SteerWriter class can be used to create the configuration file for the pede program
Public interfaces:
namespace millepede
{
class SteerWriter
{
public:
SteerWriter() = default;
// setters:
void set_filepath(std::string_view filepath);
void set_data_filepath(std::string_view filepath);
void set_parameter_file(std::string_view filename);
void set_working_dir(std::string_view dir);
void add_parameter_default(int par_id, const std::pair<float, float>& values);
void add_method(PedeMethod method, const std::pair<float, float>& values);
void add_other_options(std::vector<std::string> options);
void write();
};
}SteerWriter() = default;The default constructor set the default values:
filepath: "steer.txt"data_filepath: "data.bin"parameter_file: "parameters.txt"working_dir: "." (current folder)
void add_parameter_default(int par_id, const std::pair<float, float>& values);This adds the default values for the global parameters with the parameter ID and a pair of values, with the first one to be the default value and the second to the error value.

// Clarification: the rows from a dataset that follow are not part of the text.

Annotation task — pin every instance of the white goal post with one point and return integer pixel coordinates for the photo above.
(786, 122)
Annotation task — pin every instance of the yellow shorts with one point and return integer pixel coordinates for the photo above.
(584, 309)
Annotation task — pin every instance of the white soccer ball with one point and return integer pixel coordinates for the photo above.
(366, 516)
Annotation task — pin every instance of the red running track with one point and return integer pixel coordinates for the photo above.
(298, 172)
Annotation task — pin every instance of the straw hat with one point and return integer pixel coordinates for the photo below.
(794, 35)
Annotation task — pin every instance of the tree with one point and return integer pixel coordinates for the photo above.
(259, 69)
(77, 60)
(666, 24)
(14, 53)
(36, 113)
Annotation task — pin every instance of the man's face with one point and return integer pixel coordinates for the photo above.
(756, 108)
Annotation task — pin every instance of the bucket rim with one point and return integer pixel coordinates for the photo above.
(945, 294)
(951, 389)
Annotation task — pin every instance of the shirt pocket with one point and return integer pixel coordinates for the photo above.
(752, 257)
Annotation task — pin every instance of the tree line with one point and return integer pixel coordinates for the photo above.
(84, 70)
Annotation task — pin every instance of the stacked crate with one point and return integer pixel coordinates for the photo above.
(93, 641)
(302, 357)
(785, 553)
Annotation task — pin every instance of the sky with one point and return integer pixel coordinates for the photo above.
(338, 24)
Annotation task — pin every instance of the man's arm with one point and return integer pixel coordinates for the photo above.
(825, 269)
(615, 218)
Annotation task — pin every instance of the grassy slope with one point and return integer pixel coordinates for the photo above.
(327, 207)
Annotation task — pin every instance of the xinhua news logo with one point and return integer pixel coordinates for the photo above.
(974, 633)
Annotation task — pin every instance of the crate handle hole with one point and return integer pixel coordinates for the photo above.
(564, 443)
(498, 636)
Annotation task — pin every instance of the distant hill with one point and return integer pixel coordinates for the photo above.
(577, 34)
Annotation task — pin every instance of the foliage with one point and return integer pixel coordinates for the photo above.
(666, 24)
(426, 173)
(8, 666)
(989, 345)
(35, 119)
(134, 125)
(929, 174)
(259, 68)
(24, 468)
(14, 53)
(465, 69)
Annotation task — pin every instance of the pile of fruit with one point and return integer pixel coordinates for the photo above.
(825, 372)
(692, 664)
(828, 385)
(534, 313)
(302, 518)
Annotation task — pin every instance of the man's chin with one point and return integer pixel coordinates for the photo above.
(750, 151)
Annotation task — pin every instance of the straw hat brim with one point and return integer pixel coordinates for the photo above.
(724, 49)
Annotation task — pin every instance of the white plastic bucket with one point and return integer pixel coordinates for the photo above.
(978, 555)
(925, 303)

void add_method(PedeMethod method, const std::pair<float, float>& values);This sets the fitting algorithm for the pede program. The method has the enum type PedeMethod, which is defined as:
namespace millepede
{
enum class PedeMethod : uint8_t
{
inversion,
diagonalization,
fullGORES,
sparseGMRES,
cholesky,
bandchooseby,
HIP
};
}The values from each method can be looked up in the millepede-II manual page.
void add_other_options(std::vector<std::string> options);Add other options with a vector of strings. These strings are written into the configuration file in a single row separated by the space.
void write();This writes the configurations to the file. It should be called only after all the parameters and the method are set.